While I’m nowhere near an expert on developer buy-in (just not yet at that scale of team), I’ve been able to build infrastructure and tooling to self-service my own buy-in. I’ve found that I tend to write tests when that’s the easiest route to writing a feature. Any developer writing a new feature needs to try the feature out to ensure their implementation works. For backend features especially, this is a pain in the ass. Nobody likes writing scripts, figuring out the authentication and syntax to CURL your new endpoint, or building a mock website page with 3 unstyled HTML buttons just to make HTTP requests. You should write strong test infrastructure to ensure it’s easier to write a test than it is not. For example, strong helper functions around test account setup. If I just need to call a helper function to create a new test account, then it’s easy for me to test with a fresh account environment every time (P.S. you totally should create new accounts for each test suite. Trying to share the same account is a recipe for disaster as you try to write future tests that don’t conflict with old ones). Add other easy helper functions for resource creation, and now I effectively have a reusable script which provisions all its required resources in a consistent manner and tests my new backend code. This is easier than writing a one-time-use throwaway script, and also comes with the benefit of the long-term contract with my future self once it’s checked in for CI/CD.

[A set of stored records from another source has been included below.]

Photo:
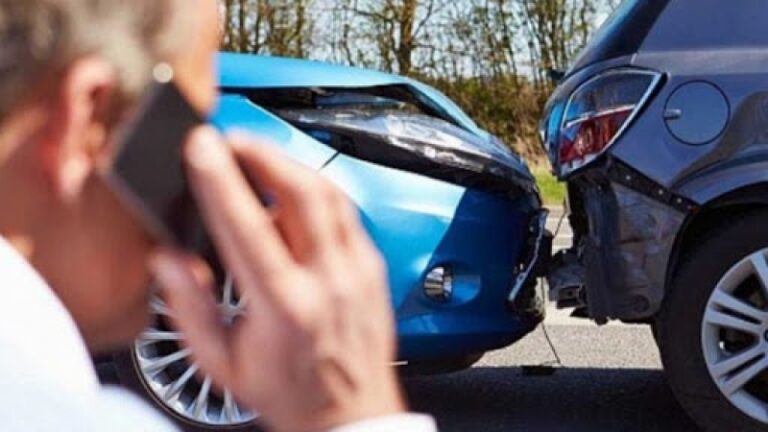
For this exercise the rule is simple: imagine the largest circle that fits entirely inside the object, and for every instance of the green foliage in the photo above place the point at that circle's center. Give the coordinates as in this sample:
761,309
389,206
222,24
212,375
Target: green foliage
491,56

This unfortunately tends to be less true for frontend features. Automated testing just isn’t a good solution for testing interactivity or styling. Storybook (which we use!) is close, but I haven’t yet cracked the code for making Storybook development easier than local dev server development for most cases.

Make testing cheap

If you’re ever concerned about writing a test due to the long-term costs of maintaining that test, then you need to fix your testing infrastructure. Developers shouldn’t need to worry about costs when it comes to tests (within reason; ignoring load testing). Here’s a few practical tips that have worked for us to bring our testing budget down significantly while growing the number of test cases we have:

Don’t use GitHub Actions infrastructure

GitHub-hosted infrastructure is just insanely expensive
Instead, we use UbiCloud for trivial action steps and WarpBuild for integration and E2E tests (the majority of our costs)

Self-host authentication

This is in line with the suggestion to make test account creation trivial
Within the past week of writing, we created over 34k test accounts on our dev environment alone. The costs here would be absurd if we were creating test accounts in Firebase or Supabase

Be mindful of Mac runner costs

Even at a modest scale of iOS testing / builds, it’s cheaper to just buy a Mac Mini and spend a few hours setting up self-hosting

Plan for parallelism from the start

Ensure your test suite units can run in parallel
No matter how many tests you add, you should be able to allocate more compute to ensure CI/CD finishes in the same amount of time
Plan for parallelism across multiple machines

On top of this, we have a significant amount of testing infrastructure dedicated to caching test results and ensuring only helpful tests need to be run for each commit.

Notes

This entire blog post has little to do with contract testing, which is more relevant to microservices. We’re just not yet at the scale where we need contract testing.